Cortesia de wikipedia
‘Desenterraram então do pó de quase trinta anos a denúncia de Évora (1545) e a segunda de Lisboa, 1550. A 4 de Abril de 1571 Damião era preso pelo corregedor do crime Diogo da Fonseca...’.
A campanha contra Damião de Goes foi tremenda, a partir da publicação da Primeira Parte da Crónica, nos começos de 1566. Foi ela destruída e teve de se fazer nova tiragem, emendada; e podem ver-se os cortes e as emendas no volume do mesmo Joaquim de Vasconcelos sobre “As Variantes das Crónicas”. O tom das críticas de que foi objecto dá-no-lo a do Conde de Tentúgal, Francisco de Melo, publicada por Edgar Prestage que atribui a Goes o fito de ‘dizer poucos bens de El-Rei Manuel I e muitos males de todos os da casa de Bragança’. E vai até propor que ‘se devia mandar queimar porque emendar parece impossível’.

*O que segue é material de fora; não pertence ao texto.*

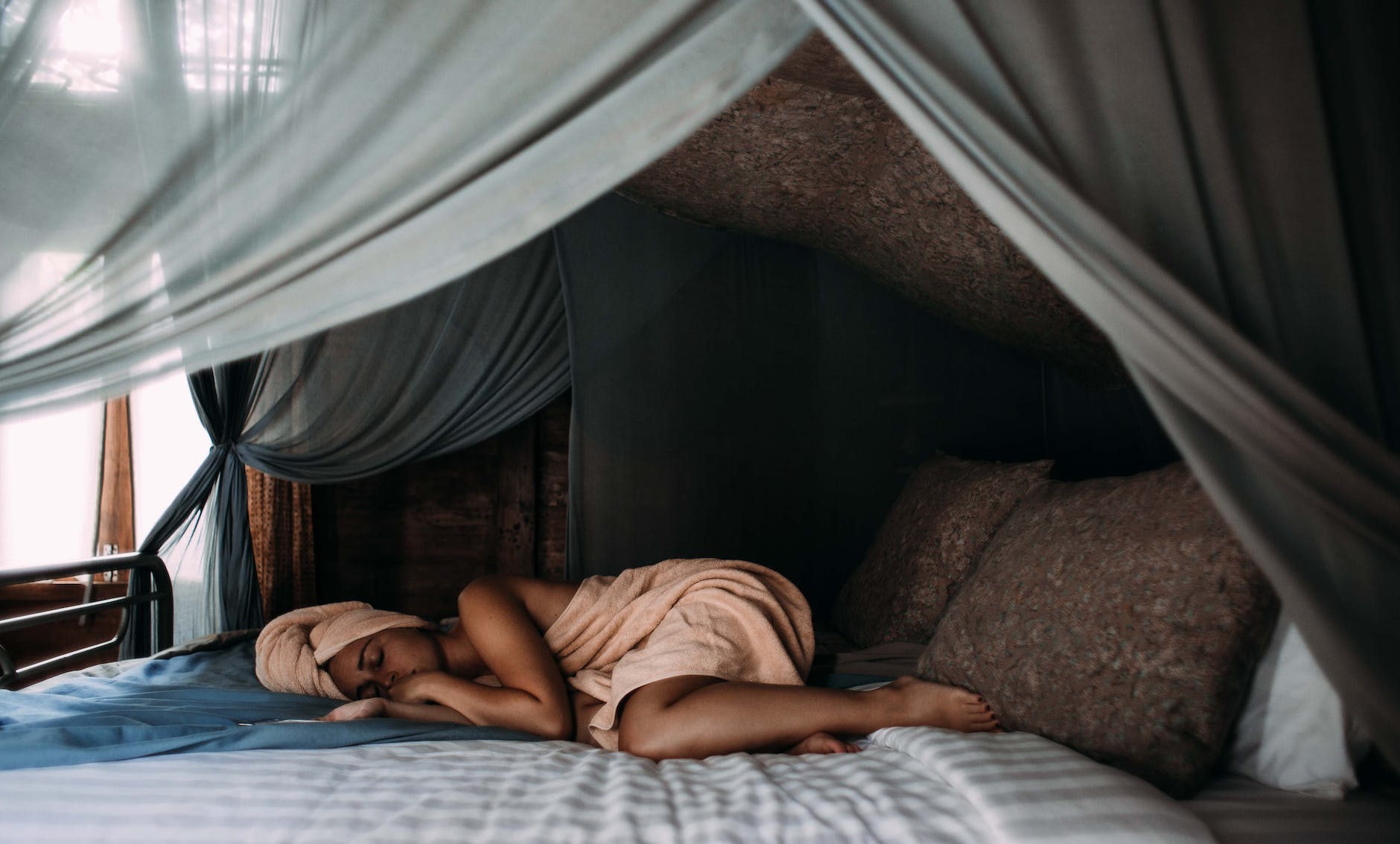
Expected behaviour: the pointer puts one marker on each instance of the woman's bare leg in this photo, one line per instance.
(585, 707)
(693, 717)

Não seguiremos a polémica, nem isso interessa de momento. Basta-nos ver o diapasão por que afinaram os críticos de Goes e quem eles foram. Naturalmente os netos daqueles que tinham sido valentes e viviam da valentia dos avós; ou então, os que não aceitavam fosse que nó ou entorse fosse na sua árvore genealógica. Lembremos, por exemplo, que no capítulo V onde escrevera Damião de Goes falando do ‘Bispo da Guarda, cuja amiga fora des no tempo...’, se imprimiu depois:
- ‘Bispo da Guarda, homem que por sua boa doutrina, e geração valeu muito nestes Reinos, mas des no tempo...’
O elogio para os descendentes sobrepõe-se sempre à limpidez da verdade. E de onde haviam de tirar muitos dos raquíticos o seu valor se não fizessem brilhar os antepassados sem neles admitirem nódoa? Para nódoa estão os netos». In Raul Rêgo, O Processo de Damião de Goes na Inquisição, Assírio & Alvim, 2007, ISBN978-972-37-0769-4, Peninsulares/57.